To fill the gap, a famous blogger of the left, Steve M, provided these reasons for suspecting the testimony was thus mendacious and arranged.

Jesus, you don't have to be an angry young demonstrator to be skeptical of this Washington Post story by Peter Hermann. 

Do you have even a passing familiarity with mid-century noir, James Ellroy, Richard Price, John Gregory Dunne? 

That should be enough. 

Has it not penetrated your consciousness in all your decades on this earth that police departments circle the wagons when one of their own is accused of wrongdoing -- especially when the accusations are accurate -- and that it's routine to promise favorable treatment to a dumb schlub in lockup who'll play ball?

See?

It happens in some of the best fiction of our time, so it's a pretty good bet it's happening in Baltimore.

That's all the Post writer had to say.

As for me, my takeaway from that Post story is a bit different.

From the story it certainly seems likely to me that the police broke or at least severely damaged Gray's back by kneeling on him before they put him into the van.

And leaving him to bounce around during a rough ride ("banging against the walls," as that witness statement says), a gratuitous act of cruelty, might have finished the job begun by the kneeling officers and severed his spine.

If, on the other hand there was no erratic drive and Gray was quiet in the van as originally reported then it appears the damage to Gray's spine was done entirely by the police before the ride.

Obviously the kneeling was intentional, though the video cannot tell us whether the officers intended such or any serious damage.

Manslaughter, at least?

It's tricky because it's the job of police to use force the use of which would be illegal for civilians.

Standards for criminal or civil liability for consequences may be different, too.

But I certainly would hope that does not amount to carte blache.

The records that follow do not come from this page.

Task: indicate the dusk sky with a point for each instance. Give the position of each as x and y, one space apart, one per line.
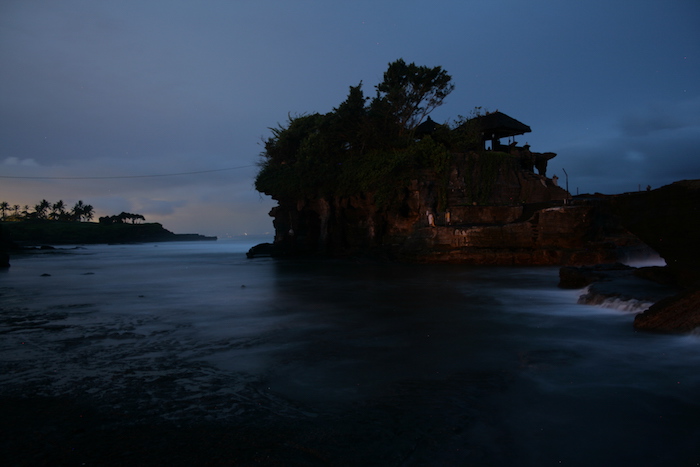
134 88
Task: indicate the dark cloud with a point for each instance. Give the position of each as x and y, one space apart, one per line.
138 88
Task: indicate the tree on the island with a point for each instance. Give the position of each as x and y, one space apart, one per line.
359 148
409 93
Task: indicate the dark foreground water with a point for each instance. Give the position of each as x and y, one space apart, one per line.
190 354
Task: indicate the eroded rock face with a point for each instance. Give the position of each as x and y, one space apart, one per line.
434 223
668 220
677 314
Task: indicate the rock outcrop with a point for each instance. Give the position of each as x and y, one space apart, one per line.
667 220
515 217
677 314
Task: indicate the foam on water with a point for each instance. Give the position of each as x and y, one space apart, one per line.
408 364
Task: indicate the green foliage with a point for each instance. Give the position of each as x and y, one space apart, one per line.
483 170
359 148
411 92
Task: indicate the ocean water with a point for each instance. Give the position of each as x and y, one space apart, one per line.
359 362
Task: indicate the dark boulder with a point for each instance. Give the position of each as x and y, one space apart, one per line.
571 277
677 314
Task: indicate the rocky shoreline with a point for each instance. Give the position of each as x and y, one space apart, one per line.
662 304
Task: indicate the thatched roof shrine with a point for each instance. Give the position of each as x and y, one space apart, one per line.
497 125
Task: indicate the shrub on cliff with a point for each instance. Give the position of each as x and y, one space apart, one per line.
364 145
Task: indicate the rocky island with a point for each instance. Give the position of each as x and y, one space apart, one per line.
384 181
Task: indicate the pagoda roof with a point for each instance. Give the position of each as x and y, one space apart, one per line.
498 125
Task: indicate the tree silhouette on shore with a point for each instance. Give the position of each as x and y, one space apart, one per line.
58 211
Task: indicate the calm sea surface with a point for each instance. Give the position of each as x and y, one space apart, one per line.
362 363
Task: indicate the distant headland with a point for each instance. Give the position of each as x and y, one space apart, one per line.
53 224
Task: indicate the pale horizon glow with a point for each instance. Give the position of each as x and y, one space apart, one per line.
127 89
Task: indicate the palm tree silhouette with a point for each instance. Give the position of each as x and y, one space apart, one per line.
41 209
58 210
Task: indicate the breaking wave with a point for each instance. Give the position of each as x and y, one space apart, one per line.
615 302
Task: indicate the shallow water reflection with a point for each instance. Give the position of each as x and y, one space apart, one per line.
365 363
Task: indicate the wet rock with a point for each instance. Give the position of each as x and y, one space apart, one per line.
571 277
677 314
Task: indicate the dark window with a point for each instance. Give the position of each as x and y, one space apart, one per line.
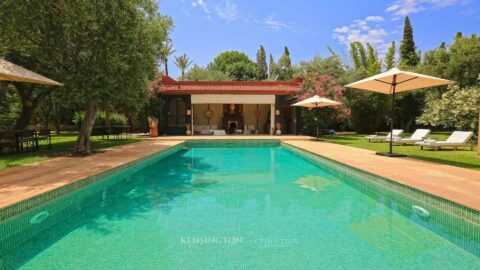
176 113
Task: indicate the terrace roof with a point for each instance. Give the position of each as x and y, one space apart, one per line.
169 86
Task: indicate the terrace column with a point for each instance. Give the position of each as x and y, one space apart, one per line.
192 127
272 118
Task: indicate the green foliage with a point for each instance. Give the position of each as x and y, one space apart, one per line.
182 62
105 52
331 65
166 50
461 158
464 64
408 54
457 108
197 73
284 70
390 57
272 68
262 63
153 107
115 119
236 64
9 106
323 85
369 111
373 63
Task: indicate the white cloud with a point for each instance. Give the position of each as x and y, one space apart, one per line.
201 4
362 31
275 24
401 8
374 19
228 11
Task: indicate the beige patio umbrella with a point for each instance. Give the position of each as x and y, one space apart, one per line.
12 72
316 102
393 81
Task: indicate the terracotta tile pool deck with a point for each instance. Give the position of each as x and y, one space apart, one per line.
453 183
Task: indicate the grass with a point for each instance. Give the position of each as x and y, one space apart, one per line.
61 145
463 157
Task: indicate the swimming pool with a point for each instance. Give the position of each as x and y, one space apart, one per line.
240 205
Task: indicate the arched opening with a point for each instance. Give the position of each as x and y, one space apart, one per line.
176 113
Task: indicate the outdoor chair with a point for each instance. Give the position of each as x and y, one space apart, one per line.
8 141
418 136
456 139
376 138
99 131
27 139
44 135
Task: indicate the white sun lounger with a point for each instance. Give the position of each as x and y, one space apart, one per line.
376 138
418 136
456 139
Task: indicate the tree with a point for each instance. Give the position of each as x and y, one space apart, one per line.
458 108
236 64
324 85
369 110
408 54
390 57
165 52
358 55
104 51
272 69
285 70
373 63
464 59
262 63
331 65
197 73
182 62
31 40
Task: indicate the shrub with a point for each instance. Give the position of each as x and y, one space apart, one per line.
116 119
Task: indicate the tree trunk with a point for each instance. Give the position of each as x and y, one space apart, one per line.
25 115
82 146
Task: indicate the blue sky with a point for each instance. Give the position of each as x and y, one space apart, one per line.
205 28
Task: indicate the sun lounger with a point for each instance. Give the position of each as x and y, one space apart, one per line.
219 132
377 138
456 139
418 136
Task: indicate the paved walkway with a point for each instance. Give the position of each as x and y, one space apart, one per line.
453 183
23 182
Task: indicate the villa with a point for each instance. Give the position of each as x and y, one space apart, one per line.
221 107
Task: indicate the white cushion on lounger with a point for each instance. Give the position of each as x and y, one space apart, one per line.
457 138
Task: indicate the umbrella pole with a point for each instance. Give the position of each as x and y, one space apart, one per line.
390 151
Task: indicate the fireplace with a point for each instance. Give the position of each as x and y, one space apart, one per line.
232 118
232 126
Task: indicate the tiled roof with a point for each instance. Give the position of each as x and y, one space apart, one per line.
169 86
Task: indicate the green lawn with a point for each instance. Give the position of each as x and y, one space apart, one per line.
61 145
463 157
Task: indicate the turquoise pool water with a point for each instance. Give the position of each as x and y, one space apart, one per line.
227 207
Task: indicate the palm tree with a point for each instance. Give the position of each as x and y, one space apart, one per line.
182 62
165 52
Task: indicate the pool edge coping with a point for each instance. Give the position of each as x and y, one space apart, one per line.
15 208
344 167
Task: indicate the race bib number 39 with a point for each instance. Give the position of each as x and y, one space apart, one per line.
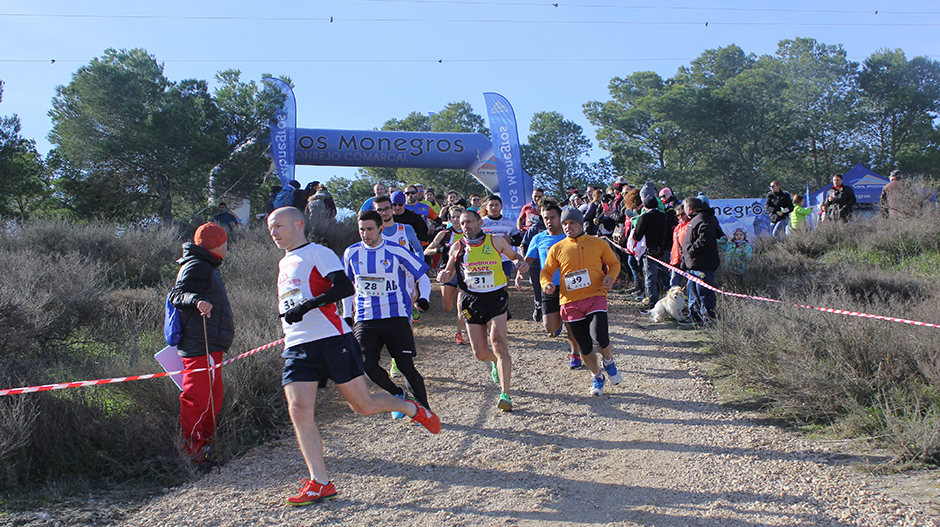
288 299
577 280
370 285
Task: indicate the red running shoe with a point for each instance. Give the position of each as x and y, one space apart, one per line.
312 492
426 418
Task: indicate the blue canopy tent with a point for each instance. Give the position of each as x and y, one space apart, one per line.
866 184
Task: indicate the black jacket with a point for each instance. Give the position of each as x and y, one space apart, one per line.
417 223
779 205
700 247
652 224
199 279
839 202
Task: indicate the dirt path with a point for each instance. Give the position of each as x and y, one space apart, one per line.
656 450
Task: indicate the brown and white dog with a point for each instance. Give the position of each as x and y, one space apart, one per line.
668 306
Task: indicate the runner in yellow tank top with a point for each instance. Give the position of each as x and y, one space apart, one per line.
483 299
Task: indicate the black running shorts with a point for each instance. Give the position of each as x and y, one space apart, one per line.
337 357
394 333
480 308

Lately, we have seen cops let go without even a slapped wrist in too many cases of police killings, and given our own past experience and public knowledge of how this stuff goes we have to think that handful of cases, given high publicity only because the victims were black and the cops white, are only the tip of a much larger iceberg in which both the perpetrators and victims of police thuggery and even murder come in all colors and sexes.